Mais les chiffres officiels ne racontent qu'une partie de l'histoire : lorsque l'on additionne les personnes sans emploi et la main‑d'œuvre potentielle, la part de la population en âge de travailler qui est sans activité productive atteint près de 54,8 %. Dans ce contexte, les autorités multiplient les initiatives pour moderniser l'appareil de placement et soutenir les jeunes diplômés, particulièrement exposés au sous‑emploi.
Numérisation et IA : quels usages concrets ?
Les efforts portent sur la transformation numérique des services publics de l'emploi, en commençant par le système intégré d'information sur l'emploi (NIEIS). L'objectif affiché est double : mieux identifier les compétences disponibles et faciliter la rencontre entre recruteurs et chercheurs d'emploi. À terme, des technologies avancées, notamment des outils d'intelligence artificielle, pourraient être intégrées pour :
- affiner le repérage des compétences et des correspondances emploi‑profil ;
- automatiser l'orientation professionnelle et proposer des parcours de formation personnalisés ;
- optimiser l'appariement offres‑demandes afin de réduire les délais de placement.
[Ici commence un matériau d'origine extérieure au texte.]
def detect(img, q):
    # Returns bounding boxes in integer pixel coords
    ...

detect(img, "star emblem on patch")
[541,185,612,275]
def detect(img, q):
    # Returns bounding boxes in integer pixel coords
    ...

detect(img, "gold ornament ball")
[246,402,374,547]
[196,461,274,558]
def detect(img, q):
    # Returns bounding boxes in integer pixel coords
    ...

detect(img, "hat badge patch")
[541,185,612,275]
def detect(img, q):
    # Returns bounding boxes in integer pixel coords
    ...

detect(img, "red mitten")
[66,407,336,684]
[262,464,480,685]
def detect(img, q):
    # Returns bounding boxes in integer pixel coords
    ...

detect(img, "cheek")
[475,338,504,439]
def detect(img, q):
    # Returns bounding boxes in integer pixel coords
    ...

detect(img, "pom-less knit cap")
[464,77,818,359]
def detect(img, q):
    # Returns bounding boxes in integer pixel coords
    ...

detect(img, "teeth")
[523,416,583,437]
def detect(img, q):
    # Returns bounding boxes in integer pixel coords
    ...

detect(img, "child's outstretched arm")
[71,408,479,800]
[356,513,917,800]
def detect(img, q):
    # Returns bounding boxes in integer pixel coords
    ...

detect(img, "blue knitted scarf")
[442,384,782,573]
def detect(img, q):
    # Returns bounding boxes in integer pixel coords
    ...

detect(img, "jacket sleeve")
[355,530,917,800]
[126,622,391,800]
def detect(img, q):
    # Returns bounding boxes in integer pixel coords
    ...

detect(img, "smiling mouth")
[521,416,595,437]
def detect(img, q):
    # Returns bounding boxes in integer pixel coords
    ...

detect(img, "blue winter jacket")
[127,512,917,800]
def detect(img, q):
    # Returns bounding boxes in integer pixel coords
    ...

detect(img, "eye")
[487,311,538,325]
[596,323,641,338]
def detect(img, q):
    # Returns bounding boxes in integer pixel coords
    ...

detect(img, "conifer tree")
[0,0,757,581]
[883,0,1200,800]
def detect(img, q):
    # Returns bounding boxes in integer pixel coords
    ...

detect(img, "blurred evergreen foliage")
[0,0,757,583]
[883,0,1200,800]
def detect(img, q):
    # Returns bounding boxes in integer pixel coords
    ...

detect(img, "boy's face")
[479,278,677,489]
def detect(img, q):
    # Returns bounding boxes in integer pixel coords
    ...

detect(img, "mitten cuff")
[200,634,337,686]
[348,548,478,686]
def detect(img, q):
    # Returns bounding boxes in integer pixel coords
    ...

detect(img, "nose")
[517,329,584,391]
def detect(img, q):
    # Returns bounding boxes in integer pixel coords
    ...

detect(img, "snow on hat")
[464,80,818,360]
Ces options techniques suscitent des attentes, mais aussi des interrogations sur la gouvernance des algorithmes, la protection des données et le risque de reproduire des biais si les jeux de données sont incomplets ou peu représentatifs.
Des chiffres qui font débat
La montée du taux officiel, de 33,4 % en 2018 à 36,9 % en 2023, a relancé le débat sur la méthode de mesure du chômage. Des voix critiquent le périmètre retenu par les statistiques tandis que les autorités défendent leur approche. Dans tous les cas, la réalité du marché du travail namibien apparaît plus sévère quand on intègre les demandeurs découragés et les travailleurs potentiels non comptabilisés dans le chômage strict.
| Indicateur | Valeur |
|---|---|
| Taux de chômage officiel (2023) | 36,9 % |
| Taux combiné chômage + main‑d'œuvre potentielle | 54,8 % |
| Taux de chômage officiel (2018) | 33,4 % |
Ce que cela change pour les actifs et les employeurs
Pour les chercheurs d'emploi, la numérisation et l'introduction d'outils d'IA peuvent accélérer l'accès à des offres pertinentes et proposer des solutions d'orientation mieux ciblées. Pour les employeurs, ces outils offrent la promesse d'un vivier mieux cartographié, réduit des coûts de recrutement et des délais d'embauche plus courts. Reste que les bénéfices dépendront de la qualité des données, de l'adaptation des offres de formation et d'un pilotage public capable d'accompagner les transformations sans aggraver les inégalités d'accès.
Sur un plan politique, la Namibie illustre la tension entre urgence sociale et recours aux technologies : moderniser les services d'emploi est nécessaire, mais la réussite passe par des moyens humains, un cadre éthique pour l'IA et des indicateurs qui reflètent la réalité vécue par les citoyens.